As written by Carol Cronheim, Chair, Fundraising Committee, NJ Women Vote
One of the hardest aspects about this pandemic is that while life stands still for most of us, it goes relentlessly on for others. New Jersey – and the nation – suffered a great loss with the April passing from cancer of Ruth B. Mandel, the recently retired director of the Eagleton Institute of Politics at Rutgers and the pioneering co-founder of its Center for American Women and Politics.
When I heard the news, my mind immediately traveled back to a visit I made to Eagleton a few days post-election. I found Ruth and the Eagleton staff, many of whom were part of CAWP, inconsolable over the outcome. They finally thought a woman was going to be president, something they had hoped for fervently.
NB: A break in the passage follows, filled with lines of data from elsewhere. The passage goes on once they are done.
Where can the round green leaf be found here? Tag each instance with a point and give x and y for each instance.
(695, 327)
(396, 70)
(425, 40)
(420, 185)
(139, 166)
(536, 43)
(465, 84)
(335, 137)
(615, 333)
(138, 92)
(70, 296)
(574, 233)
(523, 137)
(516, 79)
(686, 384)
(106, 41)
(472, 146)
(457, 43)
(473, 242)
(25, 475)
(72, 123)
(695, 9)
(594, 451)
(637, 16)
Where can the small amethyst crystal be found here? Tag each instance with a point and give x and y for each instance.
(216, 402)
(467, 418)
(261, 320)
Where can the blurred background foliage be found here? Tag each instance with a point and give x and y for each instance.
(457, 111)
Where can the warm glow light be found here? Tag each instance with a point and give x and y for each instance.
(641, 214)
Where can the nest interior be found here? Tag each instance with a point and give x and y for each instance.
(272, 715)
But it wasn’t 2016 – it was the spring of 2008, after the primary season had wound down. At the time, Ruth was not quite 70. Her disappointment was tempered by the knowledge that the election of a female president could still happen in her lifetime, even if it most likely would be at least eight years away.
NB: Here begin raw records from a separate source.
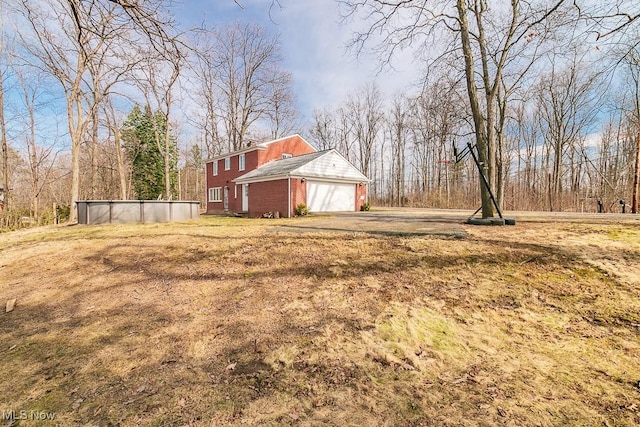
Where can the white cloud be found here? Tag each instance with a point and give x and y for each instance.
(314, 46)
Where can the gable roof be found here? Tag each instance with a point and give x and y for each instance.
(326, 165)
(252, 146)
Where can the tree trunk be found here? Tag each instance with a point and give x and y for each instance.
(636, 175)
(5, 152)
(478, 118)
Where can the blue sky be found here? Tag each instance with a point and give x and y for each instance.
(313, 45)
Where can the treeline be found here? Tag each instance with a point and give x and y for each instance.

Fast forward to 2016 and…well, you know what happened. The same scenario repeated itself with a vengeance. This time, no matter your politics, it is undeniable that a completely inexperienced man – an outsider to government — beat a very accomplished woman who was the ultimate insider. The disappointment, and sadness, were palpable.
Yet, Ruth persisted. She kept working to encourage and support women as voters, candidates, policy makers, and elected and appointed officials. She offered warm support as I pursued my doctorate in public policy, but I knew she was way more delighted when I immediately went back into government after graduating. Ruth took special pride in Eagleton alumnae elected to office and appointed to serve in the executive branch at all levels of government.
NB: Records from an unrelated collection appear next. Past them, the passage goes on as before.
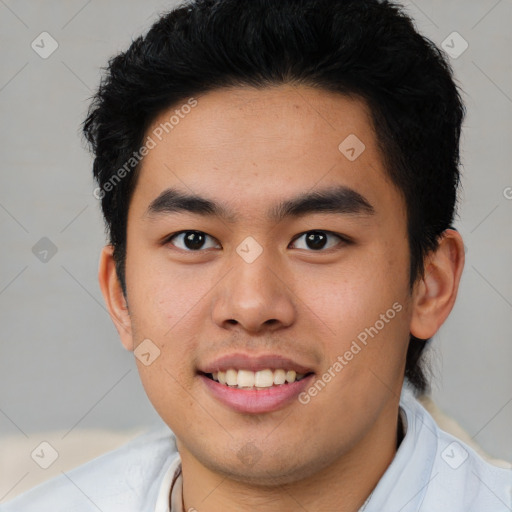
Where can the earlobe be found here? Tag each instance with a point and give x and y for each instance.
(114, 298)
(434, 295)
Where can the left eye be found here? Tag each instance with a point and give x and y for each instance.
(317, 240)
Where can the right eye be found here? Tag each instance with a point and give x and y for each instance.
(191, 240)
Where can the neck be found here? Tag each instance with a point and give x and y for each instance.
(343, 486)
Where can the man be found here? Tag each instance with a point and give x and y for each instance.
(279, 181)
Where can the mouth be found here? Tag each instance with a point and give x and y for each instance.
(258, 380)
(263, 391)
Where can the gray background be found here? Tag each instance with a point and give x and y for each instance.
(61, 363)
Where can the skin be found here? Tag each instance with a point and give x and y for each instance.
(250, 149)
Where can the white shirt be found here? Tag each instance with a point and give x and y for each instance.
(432, 471)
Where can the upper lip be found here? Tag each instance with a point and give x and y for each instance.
(240, 361)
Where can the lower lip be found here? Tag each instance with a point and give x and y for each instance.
(257, 401)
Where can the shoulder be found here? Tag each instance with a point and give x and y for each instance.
(126, 479)
(460, 479)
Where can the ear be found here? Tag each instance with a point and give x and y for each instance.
(114, 298)
(434, 295)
That her passing should come during the 100th anniversary year of women’s suffrage seems both jarring and apt. The New York Times called her “a voice for women in politics” in its expansive obituary. The Star-Ledger obituary called Ruth “a national voice at Rutgers on women’s role in politics” and eulogized her passing as a great loss to New Jersey in an editorial as well. But I think The Washington Post hit on the best phrasing: she was “a champion of women in politics,” and we’ll all be worse off for her absence from the arena.